I've a thousand times posted about how Moon will always be the horse I met a year ago in my head, but lately, especially after having a short break in riding, I can't help but see how much he's changed. I attribute soooo much of that to Coach W and her teaching. That's not to say I've been a passenger, but her guidance is what has taken us so far. I was doing the math the other day in preparation for our year end "Financial Review" post and was taken aback by our lesson costs.

Since we came to W in May, I've paid about $850 in lesson fees. Which is equivalent to about 2 months of training fees, but in exchange I've learned a great deal about training a horse in addition to improving a ton of my own faults. Plus learning and improving on a bunch of things I never used to do. Or didn't understand how I was doing!

$850. I don't even feel like that's a lot. Not for what we have gained. It's a small expense to pay for so much knowledge, experience and learning.

Today he was a dream. Granted, he's a bit of a lazy bugger at times and I finally had to pull out the dressage whip. One light tap and he was great the rest of the ride to the point where I got to put it away and carry on.

His transitions are so improved. He's learning to reach down, he did some great 10 m circles, my sitting trot is improving in leaps and bounds and he did a great shoulder-fore down the long side. Leg yielding, awesome. We even did some extension-collection work and he gave it a good effort.
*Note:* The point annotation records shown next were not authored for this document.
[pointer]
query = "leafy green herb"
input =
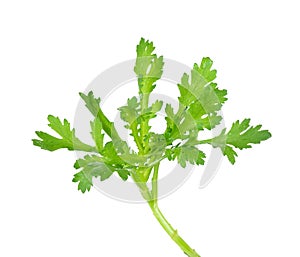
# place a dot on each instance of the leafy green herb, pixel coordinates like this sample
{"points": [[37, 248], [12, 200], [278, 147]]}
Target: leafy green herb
{"points": [[200, 101]]}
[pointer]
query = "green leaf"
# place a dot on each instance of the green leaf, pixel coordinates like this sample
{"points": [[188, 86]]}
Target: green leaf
{"points": [[241, 135], [68, 139], [93, 104], [186, 153], [130, 113], [124, 174], [148, 66], [92, 166], [96, 127]]}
W helped me correct his counter bending on the circle, giving me a great analogy. She compared him to a tipping chair. When he's falling out, you're not going to correct him by pushing him out. As you can't keep a tipping chair upright by pushing it in the direction it's falling. You instead need to push from the opposite side, and straighten the chair. THEN you can move it back out.

So I began straightening him with outside leg, THEN bending him into the circle, with a little lift to get him to lift his shoulder. Since it's the stiff side, it was a bit more work but when he got it, he got it. Woohoo!

She promised next week is canter...we hope! : )

Some arena observers were commenting on his lovely trot, which apparently is soo big for a little horse. W says he'll excel at piaffe and such because of how he rounds his little body and moves...*shrug*, okay. To be honest, all I want is a canter circle. Screw piaffe and passage. ; )

No matter what though, I'm in love with him whether he's spectacular or not. Truthfully, he'll be whatever he'll be, and I don't care. He's already a thousand times more amazing to ride then I ever expected, and we're only 8 months in.

Someone remind me how much longer it is till show season starts??!